20Hormis cette constante, du reste négative, le parallèle sert surtout à souligner la spécificité de chaque période. D’où la nécessité de recourir à une mise en perspective que permet dans Le Génie du lieu le fait d’examiner « la situation respective » du monde du voyageur occidental et de celui du fellah égyptien. Un tel parallèle est en mesure de générer une meilleure connaissance, car comme l’a très bien souligné Georges Raillard, « il n’y a de saisie du monde que globale », c’est-à-dire qu’à la faveur de cette mise en rapport devenue pour Butor urgente et nécessaire. D’ailleurs, selon Raillard, « l’aveuglement américain vient de ce que l’homme américain vit et se dit dans des discours linéaires » alors que « c’est en essayant entre eux des fragments de la réalité » que le sens a chance d’advenir.
21De cette confrontation jaillit aussi et surtout la vérité, notamment sur la transformation que le temps fait subir aux choses. Comparons alors, comme nous le recommande Butor dans sa Géographie aux colorations et au goût un peu viticoles, « les crus et les années ». À la faveur de cette « dégustation », l’écrivain-œnologue constate que le monde a changé : « d’immenses villes se sont développées où il n’y avait que villages », ce qui n’est ni à son goût ni surtout un signe de progrès. En outre, « les intempéries les plus violentes ont secoué l’ancienne ordonnance21 ». Résultat inévitable de cet état de guerre qui perdure au grand désespoir de l’écrivain épris de justice, de liberté et de paix. D’ailleurs, il est tellement déçu par la tournure que les événements ont prise qu’il en vient à regretter certaines transformations comme celles qui affectent le domaine de la communication. C’est ainsi qu’« au cliquetis des anciens télégraphes est venu s’ajouter celui des compteurs de radiations. Autrefois c’étaient les planètes, croyait-on, qui influençaient nos conduites. On sait bien que maintenant ce sont les ondes rebondissant de satellites en paraboles. Les instituts de sondage nous proposent leurs horoscopes, et nous avons le plus grand mal à démêler les écheveaux de ces filatures nouvelles22 ». À la lumière de ce parallèle, la modernité ne peut briller que d’une faible lueur devant les éclats d’antan.

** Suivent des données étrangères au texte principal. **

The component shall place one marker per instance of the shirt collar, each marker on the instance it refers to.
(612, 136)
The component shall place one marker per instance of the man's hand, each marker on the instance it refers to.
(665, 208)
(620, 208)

Cette vision teintée de nostalgie permet, et c’est l’une de ses vertus, de mettre un bémol à l’euphorie moderne et partant de relativiser notre vision des choses. Cette modestie est d’ailleurs nécessaire dans un monde où « aux objurgations des muezzins répondent les glas des églises » et où il faut rester attentif à ce qui nous sépare car c’est toujours grâce à cette même vision, « au contrepoint des souvenirs23 » que, « confrontant leurs ignorances », les civilisations peuvent coexister et que les époques, assimilées dans une métaphore maritime à des navigateurs en rade, peuvent se tendre la main en vue d’un éventuel salut qui du reste ne peut être que commun. Autrement c’est :
l’impermanence [qui] ouvre ses ailes
au blizzard des actualités24.
22Alors, ce vent glacial porteur de tourmentes ne peut générer que des tourments pour celui qui observe en philosophe les gesticulations des hommes et les soubresauts de l’Histoire. Une Histoire qui fait passer, dans un mouvement pendulaire, « d’un paradis simplement entrevu » à « des enfers constatés ». On devine à travers cette vision antithétique quasi manichéenne le scepticisme du poète. Décidément, « les temps sont durs » ; et c’est sur ce constat particulièrement douloureux que s’achève le parallèle qui semble tourner, dans un élan nostalgique mais nullement délétère, à l’avantage de cet âge d’or que le poète espère retrouver soit derrière lui dans un passé perdu à jamais, soit devant lui, dans une sorte de futur du reste fort improbable…
« Léguer l’élixir »
23Certes, le temps mine souvent l’homme et le broie, certes, le temps que l’on retrouve grâce à cet admirable instrument d’optique nommé mémoire est souvent celui de la mort omniprésente et omnipotente, mais, nullement découragé, le poète continue à le considérer avec les yeux d’un rêveur toujours ravi et émerveillé par les découvertes et toujours tourné vers un avenir qu’il souhaite meilleur. Le voici en train d’arpenter La pyramide des âges, afin de
Feuilleter les étages
du livre de la terre
inscrivant les rumeurs
des siècles révolus
sur le tarmac rugueux
de nos embarcadères
24nous invitant à
broyer les grains du temps
Dans le pressoir des ruines
Pour léguer l’élixir
De régénération
Aux enfants alchimistes
Du prochain millénaire25.
25Ici, le passé (« siècles révolus ») transite par le présent (ici-bas du « tarmac ») avant de prendre son essor (tremplin de l’embarcadère) vers un futur imminent (« prochain millénaire »). Ce passage se fait sur le mode de la trace (inscrire), du recyclage (broyer, presser), de la transmutation (alchimiste), de la régénération (cure de jouvence) et de la transmission (léguer). C’est là un poème-programme qui résume le projet butorien d’« émulsionner l’or du temps » et d’« extraire la pulpe historique » ainsi que « le jus musical » à la faveur d’une véritable alchimie poétique.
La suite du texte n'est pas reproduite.